Due to the legally mandated customers right of withdrawal, a pending contractual relationship on the part of Tenshock Europe GmbH comes into effect through ordering and receipt. The customer can cancel his or her contractual statement within fourteen days without a stated reason, either in written form (e.g., letter, fax, email) or through the return shipment of the item purchased. The 14-day period begins after the receipt of this written withdrawal notice, but not before the delivery of the product to the customer and not before the fulfillment of our informatioinal obligations as regards 312 c) 1 in the German Civil Code in connection with 1 1 and 2 in the Introductory Law of the Civil Code as well as 312 e) 1 sentence 1 in the Civil Code in connection with Article 246 3 in the Introductory Law of the Civil Code. The timely sending of the withdrawal notice suffices to endure the withdrawal period.


The revocation has to be addressed to:

Tenshock Europe GmbH
Rheinstr. 1-5
47799 Krefeld
GERMANY
fax: 0049 (0) 2151/32 69 700
executive director: Alexander Pasch

Custom products and individual productions which were made upon customer request are excluded from the right of withdrawal.
 

cancellation consequences

In the event of effective withdrawal any mutually received benefits are to be refunded or returned. If you are unable to release the rendered service either in full or in part or only in deteriorated condition, you may be liable to pay compensation in this respect.

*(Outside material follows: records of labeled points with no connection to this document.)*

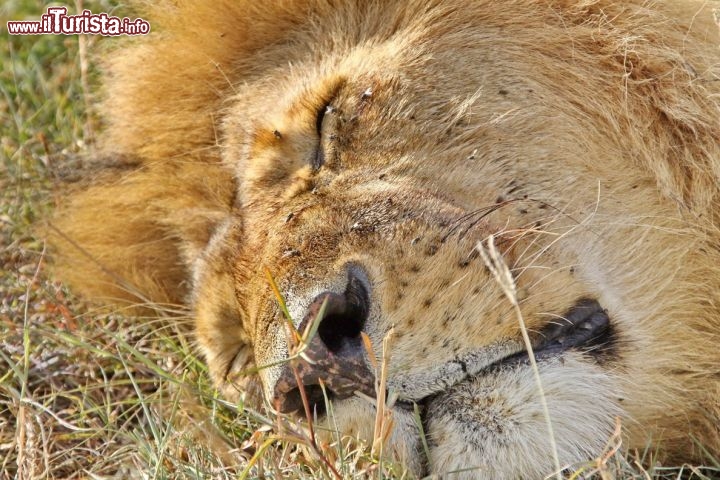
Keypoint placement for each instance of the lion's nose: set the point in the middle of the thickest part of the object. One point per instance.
(336, 353)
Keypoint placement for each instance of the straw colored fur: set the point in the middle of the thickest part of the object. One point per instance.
(591, 127)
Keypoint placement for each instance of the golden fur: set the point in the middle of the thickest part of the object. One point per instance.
(588, 131)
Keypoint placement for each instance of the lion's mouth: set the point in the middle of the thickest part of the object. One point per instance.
(337, 366)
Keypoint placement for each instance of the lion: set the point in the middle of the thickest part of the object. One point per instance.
(375, 159)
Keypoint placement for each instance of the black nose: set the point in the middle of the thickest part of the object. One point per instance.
(336, 351)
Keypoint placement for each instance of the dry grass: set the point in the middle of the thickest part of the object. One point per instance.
(95, 394)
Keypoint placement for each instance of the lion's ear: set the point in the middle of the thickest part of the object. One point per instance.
(131, 235)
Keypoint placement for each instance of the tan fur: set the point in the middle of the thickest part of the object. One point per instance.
(588, 130)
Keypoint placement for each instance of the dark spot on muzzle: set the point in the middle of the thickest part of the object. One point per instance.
(336, 353)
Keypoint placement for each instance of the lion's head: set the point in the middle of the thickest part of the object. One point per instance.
(371, 157)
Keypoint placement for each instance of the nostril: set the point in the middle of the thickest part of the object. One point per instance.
(345, 316)
(334, 357)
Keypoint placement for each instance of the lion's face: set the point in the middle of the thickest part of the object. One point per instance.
(368, 175)
(359, 155)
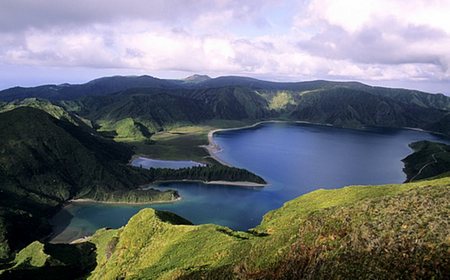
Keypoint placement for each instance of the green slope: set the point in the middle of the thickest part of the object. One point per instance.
(343, 233)
(44, 162)
(428, 160)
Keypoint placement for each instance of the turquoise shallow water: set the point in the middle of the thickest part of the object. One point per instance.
(293, 158)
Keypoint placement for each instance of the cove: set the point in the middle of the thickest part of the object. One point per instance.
(293, 158)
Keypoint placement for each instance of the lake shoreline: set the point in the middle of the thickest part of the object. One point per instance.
(93, 201)
(243, 184)
(213, 148)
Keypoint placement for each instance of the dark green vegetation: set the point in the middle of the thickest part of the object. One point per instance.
(205, 174)
(353, 232)
(44, 162)
(156, 104)
(52, 261)
(429, 159)
(375, 232)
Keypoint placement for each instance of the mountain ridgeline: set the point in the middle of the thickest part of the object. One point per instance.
(157, 104)
(46, 161)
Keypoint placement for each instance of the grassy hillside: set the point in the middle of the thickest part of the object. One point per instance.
(48, 107)
(343, 233)
(44, 162)
(429, 159)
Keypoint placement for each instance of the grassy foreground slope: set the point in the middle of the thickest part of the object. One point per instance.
(378, 232)
(44, 162)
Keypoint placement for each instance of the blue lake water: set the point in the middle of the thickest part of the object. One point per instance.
(293, 158)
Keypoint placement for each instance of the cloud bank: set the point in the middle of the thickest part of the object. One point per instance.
(382, 40)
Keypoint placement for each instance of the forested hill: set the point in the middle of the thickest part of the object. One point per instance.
(151, 104)
(44, 162)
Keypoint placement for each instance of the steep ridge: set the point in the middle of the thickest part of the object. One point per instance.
(44, 162)
(343, 233)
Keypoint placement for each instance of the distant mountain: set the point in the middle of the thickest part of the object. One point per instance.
(153, 104)
(44, 162)
(98, 87)
(197, 78)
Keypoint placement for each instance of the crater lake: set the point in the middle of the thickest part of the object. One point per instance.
(293, 158)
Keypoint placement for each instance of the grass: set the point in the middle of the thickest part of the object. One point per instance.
(182, 142)
(150, 247)
(32, 255)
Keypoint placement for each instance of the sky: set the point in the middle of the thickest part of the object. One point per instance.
(393, 43)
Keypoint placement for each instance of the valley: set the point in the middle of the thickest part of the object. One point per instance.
(64, 143)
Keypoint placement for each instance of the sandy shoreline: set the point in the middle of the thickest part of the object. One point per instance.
(228, 183)
(87, 200)
(213, 148)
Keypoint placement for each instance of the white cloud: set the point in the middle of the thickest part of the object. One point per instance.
(348, 39)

This does not apply if such deterioration of the merchandise delivered can be attributed solely to its examination - as would have been possible at a retail location. Further, you may avoid the obligation for compensation by not using the merchandise as an owner and by refraining from any actions which could affect its value. Items transportable by parcel post are to be returned. If returning the item is not possible due to weight or bulk, it is sufficient for the customer to send a written demand of withdrawal to Tenshock Europe GmbH within 14 days of recieving the item. Return shipping expenses are to be paid by the buyer when the goods delivered are as stated and the price of the goods returned does not exceed 40 Euros, or for higher priced items, if the delivered item matched the order. For all other cases, return shipment is free of charge. All obligations on both sides for the reimbursement of payments must be fulfilled within a 30 day period, which begins for the customer upon sending the item or cancellation notice, and for us when we receive the same from the customer.

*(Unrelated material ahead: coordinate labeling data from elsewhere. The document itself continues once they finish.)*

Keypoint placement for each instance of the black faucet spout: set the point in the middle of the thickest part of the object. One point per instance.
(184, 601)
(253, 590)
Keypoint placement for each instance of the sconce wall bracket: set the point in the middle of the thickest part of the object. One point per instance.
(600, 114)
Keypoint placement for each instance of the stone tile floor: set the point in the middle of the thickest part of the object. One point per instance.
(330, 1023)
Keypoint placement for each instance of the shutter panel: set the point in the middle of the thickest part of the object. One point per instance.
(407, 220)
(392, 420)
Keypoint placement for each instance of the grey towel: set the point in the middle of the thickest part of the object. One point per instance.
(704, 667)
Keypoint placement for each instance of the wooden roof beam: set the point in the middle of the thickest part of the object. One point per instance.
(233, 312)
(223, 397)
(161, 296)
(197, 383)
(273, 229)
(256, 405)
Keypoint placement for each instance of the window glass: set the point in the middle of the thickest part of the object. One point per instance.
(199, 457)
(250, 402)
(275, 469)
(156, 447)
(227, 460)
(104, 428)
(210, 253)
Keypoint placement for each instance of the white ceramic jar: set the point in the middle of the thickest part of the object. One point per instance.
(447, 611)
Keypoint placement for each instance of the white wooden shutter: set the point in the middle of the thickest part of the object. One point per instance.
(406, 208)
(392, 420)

  1. Right of withdrawal does not apply to:
  2. Delivery of items prepared to customer specifications or specifically tailored to the customers needs; items that are perishable, not suitable by their nature to be returned, or past their expiration date;
  3. Before returning devices with storage media (e.g. hard drives, USB sticks, mobile phones, etc.), please note:
  4. You are strictly responsible for the security of the data. Please make backup copies and erase any personal information. This is especially important if the personal data of third parties is involved. If erasure is not possible due to a defect, we ask you to please warn us of the presence of personal information. Please indicate this clearly and visibly on the resturn notice.

 

14. Battery Directive


Please dispose used batteries as required by law the disposal in household garbage is specifically forbidden by the battery directive - at a community collective point or hand them over to a local retail market for free. Batteries received from us can be given back to us after use to the above mentioned address free of charge or send back by mail. Batteries, that contain harmful substances, are marked with a crossed garbage can, similar to the symbol in the figure on the left. Below the garbage can stands the chemical identification of the harmful substance.
- in the example to the left: Cd for cadmium. Pb stands for lead, Hg for mercury.